When you go to the beach, you expect to see some seaweed. But over the past few years, there has been an increase of a non-native (also known as invasive) species of red seaweed named Heterosiphonia japonica.
When it decays, this seaweed smells like rotten eggs.
The seaweed looks like red strings or hairs, and has spread quickly. Warmer ocean waters this year are believed to be helping this seaweed grow and spread.
The thing is this seaweed is usually seen near Japan. So how did it get all the way over here???
It found its way to Europe in the 1980s, and is believed to have traveled here recently on cargo ships. It was first noticed in the U.S. in Rhode Island in 2009.

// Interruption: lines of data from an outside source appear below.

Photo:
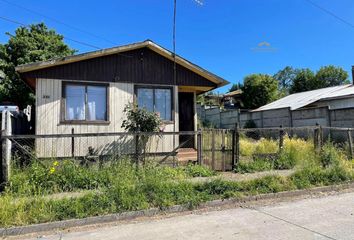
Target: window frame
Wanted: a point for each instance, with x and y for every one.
(136, 87)
(85, 84)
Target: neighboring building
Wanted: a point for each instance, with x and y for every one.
(332, 106)
(233, 99)
(88, 92)
(331, 97)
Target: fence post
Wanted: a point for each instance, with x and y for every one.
(6, 147)
(235, 146)
(137, 149)
(317, 141)
(72, 143)
(213, 149)
(199, 146)
(281, 138)
(350, 140)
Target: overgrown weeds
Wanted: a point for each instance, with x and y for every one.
(148, 186)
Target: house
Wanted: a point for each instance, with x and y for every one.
(331, 106)
(87, 93)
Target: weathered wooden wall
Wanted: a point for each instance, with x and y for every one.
(48, 122)
(342, 117)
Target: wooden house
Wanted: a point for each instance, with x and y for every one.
(88, 93)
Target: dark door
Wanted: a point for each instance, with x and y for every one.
(186, 118)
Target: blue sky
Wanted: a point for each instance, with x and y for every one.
(221, 36)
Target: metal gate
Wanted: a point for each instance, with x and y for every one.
(217, 146)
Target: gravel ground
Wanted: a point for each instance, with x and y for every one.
(237, 177)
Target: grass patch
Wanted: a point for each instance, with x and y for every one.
(295, 153)
(130, 189)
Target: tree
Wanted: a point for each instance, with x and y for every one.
(141, 120)
(258, 90)
(235, 86)
(29, 44)
(285, 78)
(304, 81)
(329, 76)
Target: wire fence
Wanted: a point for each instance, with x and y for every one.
(220, 149)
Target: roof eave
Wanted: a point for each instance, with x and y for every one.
(148, 43)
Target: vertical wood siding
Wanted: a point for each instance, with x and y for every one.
(48, 122)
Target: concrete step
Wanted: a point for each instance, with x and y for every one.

There are a few problems: this seaweed could kill off creatures native to our ocean waters. It also clogs lobster traps and the smell discourages tourists, which hurts both the fishing industry and the economy.
Whenever a non-native species, such as this seaweed, moves in, it can thrive and quickly get out of control. That’s because there are either no predators (or not enough) to eat it, and at the same time it takes nutrients from the water, killing off native plants and animals. This is why if you go to another country, they may be very strict about plants or animals going in or out. But as we can see, sometimes a non-native species still gets here. In this case, it was probably unintentional, but it can have lasting consequences. Here, sea urchins eat the seaweed, but there aren’t enough of them to eat it before it spreads.
Another issue is what to do with it. Officials aren’t allowed to push the seaweed out to sea. Some have tried towing it away in dump trucks, but the seaweed spreads so quickly that it makes no difference- it just keeps growing.
Hopefully scientists can find a solution soon.